London, Philip Wilson publishers: 2017

Published in association with the Fitzwilliam Museum

Paperback, 288pp, 250 colour illustrations

ISBN: 978 178130 053 4

Price: £25.00 / $40.00

Madonnas and Miracles exposes a hidden world of religious devotion in the Italian Renaissance home. Challenging the idea of the Renaissance as an age of increasing worldliness, it shows how religion remained a powerful force that coloured every aspect of daily life.

Across the length and breadth of Italy, houses were filled with decorative objects and works of art with spiritual significance, designed to aid members of the family in their devotional lives. A wide range of religious activities, from routine prayers to extraordinary experiences such as miracles and exorcisms, took place within the home, where they were adapted to key moments in the life-cycle, including birth, marriage, sickness and death.

This lavishly illustrated publication explores a variety of devotional objects and images, from luxury items to everyday household goods. Bringing together jewellery and ceramics, manuscripts and printed books, sculpture and paintings, the book offers a vivid encounter with Renaissance spirituality and domesticity. The result is a new vision of a period in which the material world was charged with sacred power

Maya Corry was postdoctoral researcher in the History of Art at the University of Cambridge and is now a Stipendiary Lecturer in Early Modern History at the University of Oxford. She has published on beauty in religious art, angels, and Renaissance religiosity. Her monograph on male beauty, sexuality, art and spirituality in Milan is forthcoming with OUP.

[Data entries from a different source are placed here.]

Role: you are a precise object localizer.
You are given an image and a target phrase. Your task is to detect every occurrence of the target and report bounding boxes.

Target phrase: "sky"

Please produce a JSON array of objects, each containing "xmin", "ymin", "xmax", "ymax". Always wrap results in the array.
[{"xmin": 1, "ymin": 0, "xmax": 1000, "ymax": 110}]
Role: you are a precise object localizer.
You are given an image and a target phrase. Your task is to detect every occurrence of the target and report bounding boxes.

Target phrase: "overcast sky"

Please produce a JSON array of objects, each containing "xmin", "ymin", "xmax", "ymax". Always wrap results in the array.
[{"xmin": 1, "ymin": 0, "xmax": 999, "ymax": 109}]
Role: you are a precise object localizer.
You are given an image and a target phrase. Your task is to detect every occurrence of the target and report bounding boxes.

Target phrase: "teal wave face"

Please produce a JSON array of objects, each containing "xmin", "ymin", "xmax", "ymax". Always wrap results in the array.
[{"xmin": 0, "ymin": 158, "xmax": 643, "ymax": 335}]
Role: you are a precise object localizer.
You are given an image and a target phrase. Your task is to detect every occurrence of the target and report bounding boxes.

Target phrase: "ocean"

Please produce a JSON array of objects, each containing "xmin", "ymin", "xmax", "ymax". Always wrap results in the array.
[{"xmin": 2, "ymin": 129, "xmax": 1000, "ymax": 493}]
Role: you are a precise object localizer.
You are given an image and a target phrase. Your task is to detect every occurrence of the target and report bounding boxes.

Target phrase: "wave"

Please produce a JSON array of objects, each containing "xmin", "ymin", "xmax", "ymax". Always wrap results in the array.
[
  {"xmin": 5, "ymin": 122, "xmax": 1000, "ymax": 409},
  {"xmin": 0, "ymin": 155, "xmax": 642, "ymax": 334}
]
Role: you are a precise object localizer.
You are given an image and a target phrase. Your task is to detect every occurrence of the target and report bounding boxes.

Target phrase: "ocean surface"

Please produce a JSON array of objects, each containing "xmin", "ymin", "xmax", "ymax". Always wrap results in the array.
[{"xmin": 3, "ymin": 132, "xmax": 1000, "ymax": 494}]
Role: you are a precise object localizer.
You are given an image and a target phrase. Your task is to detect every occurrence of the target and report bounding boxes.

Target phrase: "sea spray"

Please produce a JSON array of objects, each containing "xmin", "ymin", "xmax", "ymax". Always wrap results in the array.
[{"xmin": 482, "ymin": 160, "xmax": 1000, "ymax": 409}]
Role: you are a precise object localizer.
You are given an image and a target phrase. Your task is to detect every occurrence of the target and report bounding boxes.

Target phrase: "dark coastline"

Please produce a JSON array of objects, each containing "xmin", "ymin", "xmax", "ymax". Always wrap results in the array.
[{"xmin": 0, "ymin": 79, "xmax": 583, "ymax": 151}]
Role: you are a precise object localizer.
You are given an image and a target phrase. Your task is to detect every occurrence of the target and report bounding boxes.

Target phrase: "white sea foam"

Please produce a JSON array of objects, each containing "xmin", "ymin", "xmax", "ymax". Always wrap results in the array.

Deborah Howard is Professor Emerita of Architectural History, Director of Research in the Faculty of Architecture and History of Art, and a Fellow of St John’s College, Cambridge. She has published widely on the art and architecture of Venice and the Veneto; the relationship between architecture and music; and cultural exchange in the eastern Mediterranean.

Mary Laven is Reader in Early Modern History at the University of Cambridge and a Fellow of Jesus College. She has published on many different aspects of Renaissance religion and co-curated the exhibition Treasured Possessions from the Renaissance to the Enlightenment.